White House Press Corps Struggles to Maintain Objective Distance from President While Sharing His Teleprompter

Washington, D.C.--An overwhelmingly left-leaning press has always found it difficult to maintain the sort of distance from a Democratic President required for objective news coverage. But media insiders say the relationship between the media and the President is becoming “more complicated than ever” now that the White House press corps shares Obama’s teleprompter.

“When the media and the President share a common vision, it only makes sense that they share the same teleprompter feed,” said one media critic. “But we’ve seen too many instances where reporters and the President finish each other’s sentences.”

News producers admit that while being so close to the President makes it easier to make campaign donations, it does have its drawbacks.

For example, during a recent ABC News special that was broadcast from the White House and touted Obama’s health care plan, viewers watched as anchor Charlie Gibson uttered Obama’s trademark “uhm’s” and “er’s” while he and the President struggled to read from the same teleprompter screen. They eventually butted heads.

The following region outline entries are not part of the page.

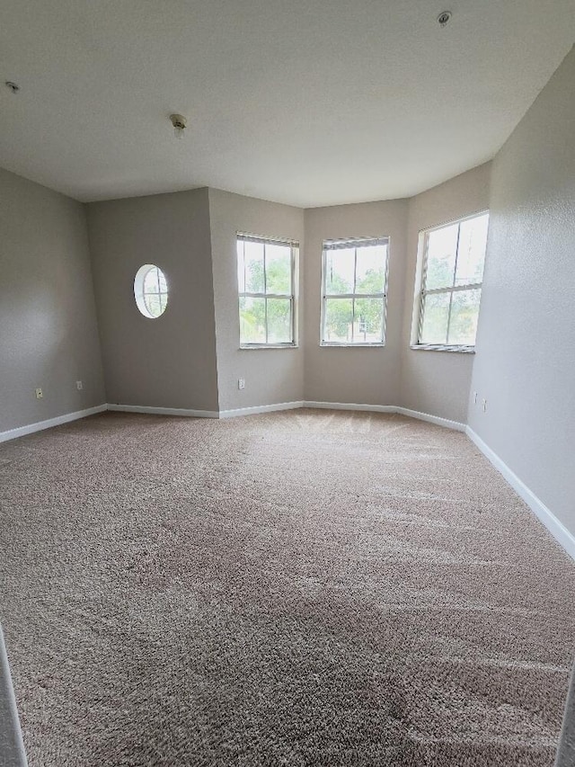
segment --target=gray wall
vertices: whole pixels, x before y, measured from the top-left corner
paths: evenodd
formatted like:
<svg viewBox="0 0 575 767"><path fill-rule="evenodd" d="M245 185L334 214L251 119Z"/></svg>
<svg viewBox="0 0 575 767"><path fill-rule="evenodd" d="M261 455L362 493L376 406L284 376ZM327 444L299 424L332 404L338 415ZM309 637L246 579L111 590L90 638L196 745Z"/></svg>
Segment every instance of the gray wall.
<svg viewBox="0 0 575 767"><path fill-rule="evenodd" d="M306 400L398 404L407 207L394 200L305 210ZM323 241L383 236L390 236L385 346L320 346Z"/></svg>
<svg viewBox="0 0 575 767"><path fill-rule="evenodd" d="M304 261L304 211L209 190L216 328L217 337L217 380L222 410L275 405L303 398L304 353L301 348L304 302L301 283ZM297 240L299 252L299 343L289 349L240 349L237 232ZM239 391L238 379L245 379Z"/></svg>
<svg viewBox="0 0 575 767"><path fill-rule="evenodd" d="M493 161L469 424L575 533L575 50Z"/></svg>
<svg viewBox="0 0 575 767"><path fill-rule="evenodd" d="M104 403L84 206L0 170L0 432Z"/></svg>
<svg viewBox="0 0 575 767"><path fill-rule="evenodd" d="M109 403L217 410L207 189L88 205ZM168 306L140 314L134 277L164 270Z"/></svg>
<svg viewBox="0 0 575 767"><path fill-rule="evenodd" d="M489 208L491 163L462 174L409 201L406 284L398 405L465 423L473 354L410 348L418 237L421 229Z"/></svg>

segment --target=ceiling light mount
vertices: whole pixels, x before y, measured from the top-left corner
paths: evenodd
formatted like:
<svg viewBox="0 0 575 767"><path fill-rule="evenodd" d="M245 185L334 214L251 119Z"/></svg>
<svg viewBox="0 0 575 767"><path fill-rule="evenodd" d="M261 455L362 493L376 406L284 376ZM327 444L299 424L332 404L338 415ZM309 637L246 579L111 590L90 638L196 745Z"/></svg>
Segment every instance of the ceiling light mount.
<svg viewBox="0 0 575 767"><path fill-rule="evenodd" d="M176 138L181 138L183 131L186 129L186 125L188 124L187 118L185 118L183 114L171 114L170 121L173 126L173 135Z"/></svg>

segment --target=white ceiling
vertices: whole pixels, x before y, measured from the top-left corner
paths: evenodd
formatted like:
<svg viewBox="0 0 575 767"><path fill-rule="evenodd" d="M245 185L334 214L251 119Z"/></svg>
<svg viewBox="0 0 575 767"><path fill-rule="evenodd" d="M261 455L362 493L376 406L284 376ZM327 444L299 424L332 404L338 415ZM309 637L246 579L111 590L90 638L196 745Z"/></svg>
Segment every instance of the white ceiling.
<svg viewBox="0 0 575 767"><path fill-rule="evenodd" d="M574 0L0 0L0 165L82 201L411 196L492 157L574 40Z"/></svg>

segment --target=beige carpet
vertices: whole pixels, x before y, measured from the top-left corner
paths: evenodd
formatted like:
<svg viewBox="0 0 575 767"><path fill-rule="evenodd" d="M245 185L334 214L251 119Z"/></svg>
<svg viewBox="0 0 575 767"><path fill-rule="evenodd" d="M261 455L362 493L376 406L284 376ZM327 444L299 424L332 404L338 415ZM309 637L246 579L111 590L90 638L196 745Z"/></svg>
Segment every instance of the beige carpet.
<svg viewBox="0 0 575 767"><path fill-rule="evenodd" d="M31 767L553 764L575 566L463 434L104 414L0 520Z"/></svg>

“It was an awkward moment,” said one studio technician. “It got even worse when Gibson seized the opportunity and gave the President a quick peck on the cheek.”

Media analysts acknowledged that a shared teleprompter raises some technical issues, but dismissed concerns based on journalism ethics.

“The media does its job when it reports the news accurately,” said one source. “And there’s no better way to ensure that’s done than by reading directly from the President’s teleprompter.”